ROYAL OAK, Mich. – March is Child Life Month, a time dedicated to celebrating the professionals who make life a little easier for kids in the hospital. We visited Corewell Health in Royal Oak to see the impact of music therapist Brandon Banas, who spends the majority of his time in the Pediatric Intensive Care Unit.
He introduced him to his “little buddy,” as he calls him, Carson Jamo. The three-year-old was diagnosed with leukemia in June of 2025.
Once a week, he and his family drop by so that his chemotherapy port can get changed.
Mom Casey said Carson, who donned a Detroit Tigers t-shirt went to his first game was last summer. It “was the strike out cancer game but we didn’t know he was going to be diagnosed at that point,” said Jamo.
Carson has spent a lot of time in the hospital since then. Casey says Brandon Banas has “made the journey a little brighter and easier.”
“When I started my music therapy career, I was so scared because I thought I hold so much responsibility that people don’t see,” said Banas. But he leaned in and helps kids, like Carson get through the most difficult of situations.
He finds that when he brings out his bag of musical instruments, “from there they almost start to relax into themselves, more bubbly, less scared.”

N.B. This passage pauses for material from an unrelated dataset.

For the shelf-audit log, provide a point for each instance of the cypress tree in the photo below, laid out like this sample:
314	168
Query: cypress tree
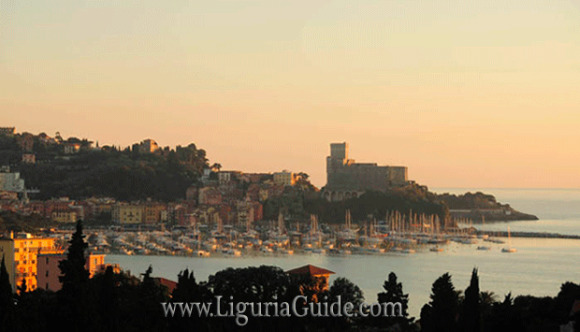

“Carson has brought me so much joy, and helped me rediscover my love for what I do every day, too -- just seeing the impact he and his family have had on me makes me feel like I’ve made an impact on them,” said Banas.
The feeling is mutual. “It’s been nice to have a creative outlet, it’s something he looks forward to when you come here to do things that aren’t that enjoyable for him,” said Jamo. She also enjoys that Carson’s 7-year-old brother, Connor, gets to play along too.
“As the big brother of a child going through cancer, it can be overwhelming or you can feel like you’re kind of forgotten about,” she went on to say the entire family feels supported. “It’s great when Connors here the child life team makes him feel included.”
Carson should be finished with chemotherapy treatment by September. His mom hopes one of the first things they’ll do is get Carson and his brother Connor back to Comerica Park. She says they’d like to make the Strike Out Cancer game, as it would be a full circle moment.